It sounds like she's busting low class pimps, and hoping that a few of them
are human traffickers.

------
dean
This is interesting. The article doesn't talk about she implemented the
Traffic Jam program, but it does discuss how she came to 'know' sex ads, as
way to keep tabs on pimps.

""I would literally just spend hours on these websites, looking at ads,
getting a sense for what was the norm," she said. She began to pick up the
nuances of every post, understand how a template was made, and get a feel for
the different voices behind these ads."

I don't know how this information fits with her implementation, but I was
reminded of an old article by Paul Graham "A Plan For Spam"
([http://www.paulgraham.com/spam.html](http://www.paulgraham.com/spam.html)),
where he talks about automating the process of detecting spam using Bayesian
Filtering.

"I think it's possible to stop spam, and that content-based filters are the
way to do it. The Achilles heel of the spammers is their message.
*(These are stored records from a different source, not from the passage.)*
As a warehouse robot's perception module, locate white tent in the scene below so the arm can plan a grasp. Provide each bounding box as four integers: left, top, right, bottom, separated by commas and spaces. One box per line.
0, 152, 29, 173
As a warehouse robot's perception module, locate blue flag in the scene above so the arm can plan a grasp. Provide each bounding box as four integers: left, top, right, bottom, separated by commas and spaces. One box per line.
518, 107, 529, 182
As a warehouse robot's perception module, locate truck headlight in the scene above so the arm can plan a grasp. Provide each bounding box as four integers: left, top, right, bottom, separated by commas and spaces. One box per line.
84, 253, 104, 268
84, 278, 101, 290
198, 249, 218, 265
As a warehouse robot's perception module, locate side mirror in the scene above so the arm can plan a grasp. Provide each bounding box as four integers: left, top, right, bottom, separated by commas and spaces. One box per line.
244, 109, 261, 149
They can
circumvent any other barrier you set up. They have so far, at least. But they
have to deliver their message, whatever it is. If we can write software that
recognizes their messages, there is no way they can get around that."

Substitute the spam message for the sex message, and we're talking about the
same thing. It would be an interesting exercise to try Bayesian Filtering on
sex ads, or any other kind of message, to see where it leads.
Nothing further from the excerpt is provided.